J’aimerais ce jour demander à Monsieur Valls quelle impression laisse la poignée de main d’un saoudien au doux pays duquel on ampute les voleurs. Ca fait quoi exactement, l’inclinaison de tête réglementaire d’un diplomate (ou religieux ?) qui, de sa fenêtre, peut sans doute voir comment on décapite publiquement, d’un coup de sabre, sur le trottoir d’une avenue de Ryiad, la femme adultère toute voilée de blanc ?

J’apprécierais qu’il me dise comment il a ressenti les fraternels, quoique mécaniques quelque peu, sourires des prélâts marocains pour qui la construction d’un église en terre chérifienne est un pêché mortel (Dieu merci conjuré par le Roi lui-même), tout comme l’est le mariage d’un Vrai Croyant avec une pauvre râclure de koufar ? Sans parler de sa découverte, via un prêche, de l’imam Mustafa Ceric, l’homme qui proposa il y a peu d’inclure la charia dans la Constitution de la Bosnie, déclarant en passant que la Serbie était terre d’Islam? Quel joli baptême et quelle superbe sélection de parrains pour la Grande Mosquée de Strasbourg! Rosemary’s baby, ça vous dit quelque chose?

Je saurais gré à Monsieur Valls de me narrer son émotion à voisiner, sous le dôme monumental sanctifiant une seconde fois la capitale de l’Europe, avec des invités comptant une brochette de gardiens du dogme préconisant la conquête pure et simple de l’Occident au besoin par la violence. Ceux-là mêmes, ou leurs clones, que Monsieur Guéant se résolut à laisser à la porte du pays un peu avant les dernières élections. Une question au passage : Monsieur Valls lit-il les notes que des gens risquant leur peau pour infiltrer ces réseaux para-terroristes déposent sur son bureau ? Et s’il ne les lit pas, a-t-il aperçu au moins la une de l’Express de cette semaine?

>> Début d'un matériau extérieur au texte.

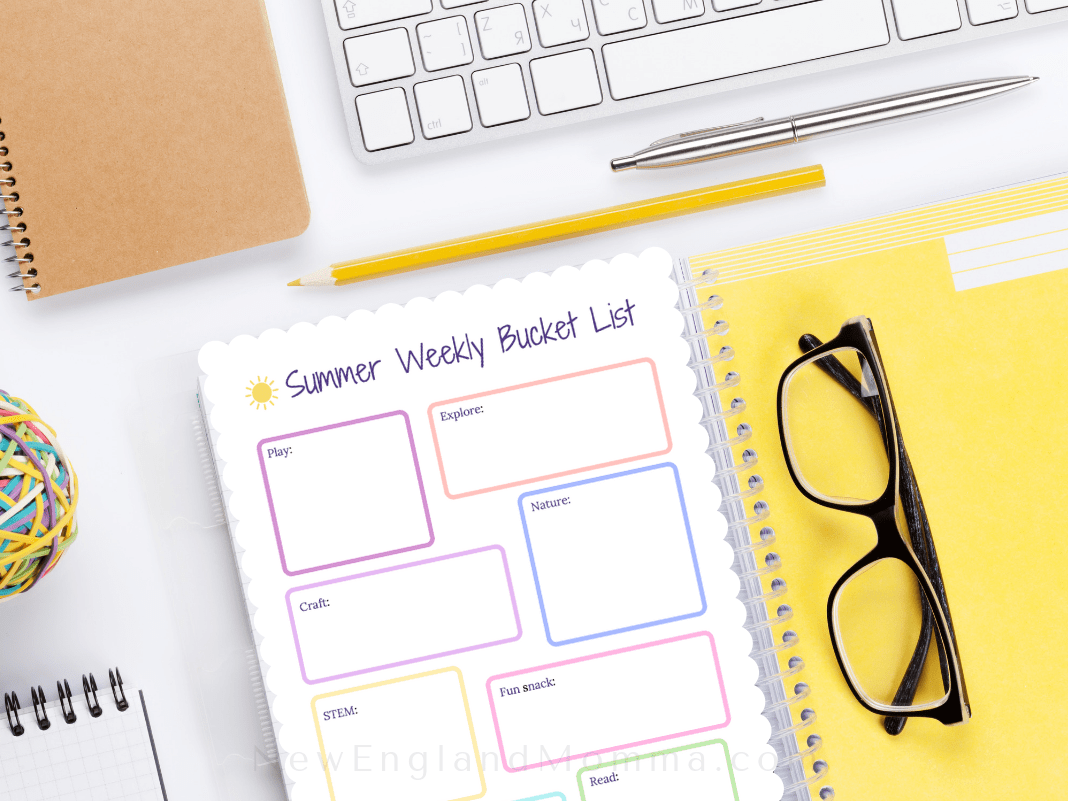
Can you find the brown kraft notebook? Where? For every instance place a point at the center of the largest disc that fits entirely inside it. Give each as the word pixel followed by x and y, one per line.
pixel 139 136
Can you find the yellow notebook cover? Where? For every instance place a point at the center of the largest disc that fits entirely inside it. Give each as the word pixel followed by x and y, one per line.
pixel 968 299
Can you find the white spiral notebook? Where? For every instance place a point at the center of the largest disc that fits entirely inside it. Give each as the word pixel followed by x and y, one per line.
pixel 493 546
pixel 81 743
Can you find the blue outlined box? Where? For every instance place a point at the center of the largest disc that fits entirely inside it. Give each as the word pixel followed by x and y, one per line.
pixel 612 554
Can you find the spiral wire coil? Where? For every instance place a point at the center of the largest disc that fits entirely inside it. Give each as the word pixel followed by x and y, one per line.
pixel 16 229
pixel 737 491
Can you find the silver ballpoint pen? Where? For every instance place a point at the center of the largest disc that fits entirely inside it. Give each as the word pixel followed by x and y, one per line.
pixel 760 134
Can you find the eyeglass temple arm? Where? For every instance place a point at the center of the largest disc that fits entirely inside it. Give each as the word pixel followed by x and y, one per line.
pixel 920 533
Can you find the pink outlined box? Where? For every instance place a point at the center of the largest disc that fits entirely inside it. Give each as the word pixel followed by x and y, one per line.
pixel 681 677
pixel 553 427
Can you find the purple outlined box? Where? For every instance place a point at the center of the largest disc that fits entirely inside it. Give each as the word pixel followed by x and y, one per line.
pixel 608 702
pixel 404 614
pixel 345 492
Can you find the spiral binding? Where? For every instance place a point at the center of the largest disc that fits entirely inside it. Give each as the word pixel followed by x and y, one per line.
pixel 19 260
pixel 90 689
pixel 736 495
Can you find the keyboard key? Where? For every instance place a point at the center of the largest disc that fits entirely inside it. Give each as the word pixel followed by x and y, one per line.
pixel 614 16
pixel 671 11
pixel 444 43
pixel 711 50
pixel 358 13
pixel 566 81
pixel 917 18
pixel 379 57
pixel 982 12
pixel 501 95
pixel 442 107
pixel 502 31
pixel 729 4
pixel 560 21
pixel 383 119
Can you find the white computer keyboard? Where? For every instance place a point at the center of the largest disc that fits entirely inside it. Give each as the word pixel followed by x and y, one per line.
pixel 421 76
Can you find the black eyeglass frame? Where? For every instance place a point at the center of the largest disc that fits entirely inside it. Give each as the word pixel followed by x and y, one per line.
pixel 892 542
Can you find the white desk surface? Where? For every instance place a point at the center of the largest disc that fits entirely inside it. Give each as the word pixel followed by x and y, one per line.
pixel 106 602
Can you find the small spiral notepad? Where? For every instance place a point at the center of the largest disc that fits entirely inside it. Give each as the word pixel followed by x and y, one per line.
pixel 81 747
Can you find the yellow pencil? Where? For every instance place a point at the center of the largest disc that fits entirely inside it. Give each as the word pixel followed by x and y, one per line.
pixel 565 228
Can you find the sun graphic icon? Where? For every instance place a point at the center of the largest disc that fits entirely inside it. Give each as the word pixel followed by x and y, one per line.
pixel 262 391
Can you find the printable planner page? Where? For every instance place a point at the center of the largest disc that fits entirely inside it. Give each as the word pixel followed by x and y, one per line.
pixel 482 551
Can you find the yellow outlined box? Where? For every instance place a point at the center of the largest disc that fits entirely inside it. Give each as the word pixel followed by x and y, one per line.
pixel 352 710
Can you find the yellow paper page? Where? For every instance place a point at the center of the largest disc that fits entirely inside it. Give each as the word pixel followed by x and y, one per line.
pixel 975 350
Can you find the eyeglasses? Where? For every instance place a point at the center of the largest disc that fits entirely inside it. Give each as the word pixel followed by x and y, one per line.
pixel 844 450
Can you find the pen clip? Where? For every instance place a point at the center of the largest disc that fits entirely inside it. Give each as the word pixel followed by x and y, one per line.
pixel 678 137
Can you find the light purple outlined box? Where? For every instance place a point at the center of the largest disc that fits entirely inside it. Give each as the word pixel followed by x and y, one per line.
pixel 405 614
pixel 352 491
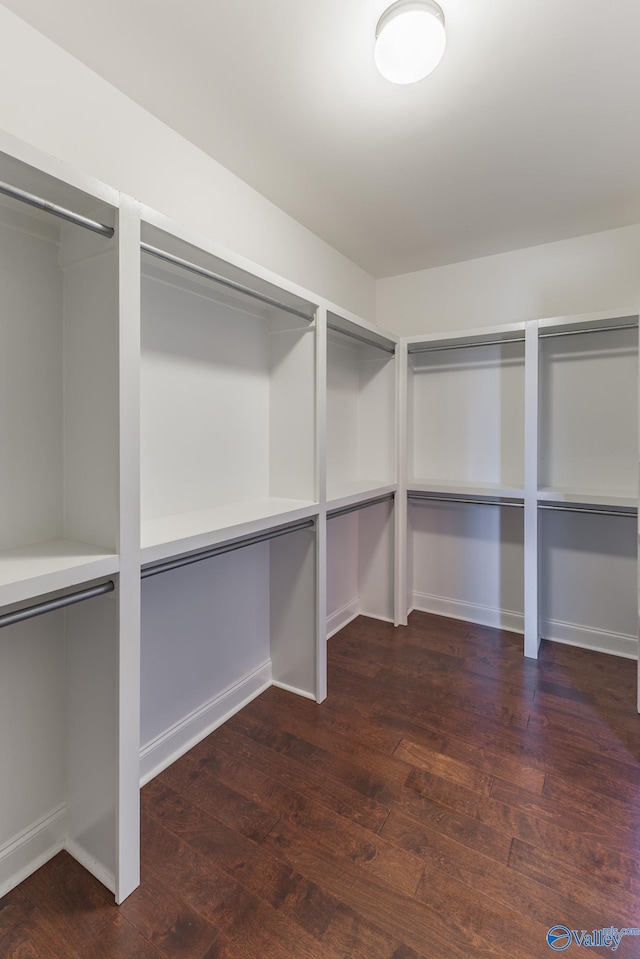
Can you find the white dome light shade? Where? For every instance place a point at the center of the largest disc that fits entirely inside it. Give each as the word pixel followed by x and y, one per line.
pixel 410 40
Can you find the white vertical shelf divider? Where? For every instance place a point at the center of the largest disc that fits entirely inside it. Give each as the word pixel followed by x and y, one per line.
pixel 401 530
pixel 321 494
pixel 128 805
pixel 531 626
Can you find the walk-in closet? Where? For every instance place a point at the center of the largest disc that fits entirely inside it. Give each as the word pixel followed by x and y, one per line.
pixel 207 470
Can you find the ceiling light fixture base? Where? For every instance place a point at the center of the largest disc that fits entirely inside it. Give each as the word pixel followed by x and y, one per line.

Enfin, et c’est bien sûr là le plus cruellement important, je voudrais qu’il m’avoue ce que l’on éprouve lorsque l’on s’apprête à mettre en pièces une Loi séculaire à laquelle la France doit d’avoir établi, certes au prix de quelques souffrances, ce qui faisait il y a peu encore sa force civile, civique et sprituelle, en fait son essentielle unité. Monsieur le Ministre de l’Intérieur et des Cultes, de quoi le cœur et l’âme sont-ils pleins au moment où l’on va jeter sa patrie dans le gouffre aux chimères ?

Évoquer ce projet dans l’antre même de ceux qui ne pensent, ne disent, ne vivent, ne veulent que sa réalisation la plus prompte et la plus complète possible, est une grande faute à laquelle je sens, moi, une réaction des Français cette fois profonde. Une angoisse vraie, mâtinée de colère, remplaçe l’inquiétude plus ou moins vague, plus ou moins tolérante, qui prévalait jusqu’ici dans l’opinion. Il se pourrait que cette prise de conscience soit un événement à venir majeur.

Je ne décevrai personne en affirmant la souhaiter. En toute lucidité, de tout cœur et de toute âme.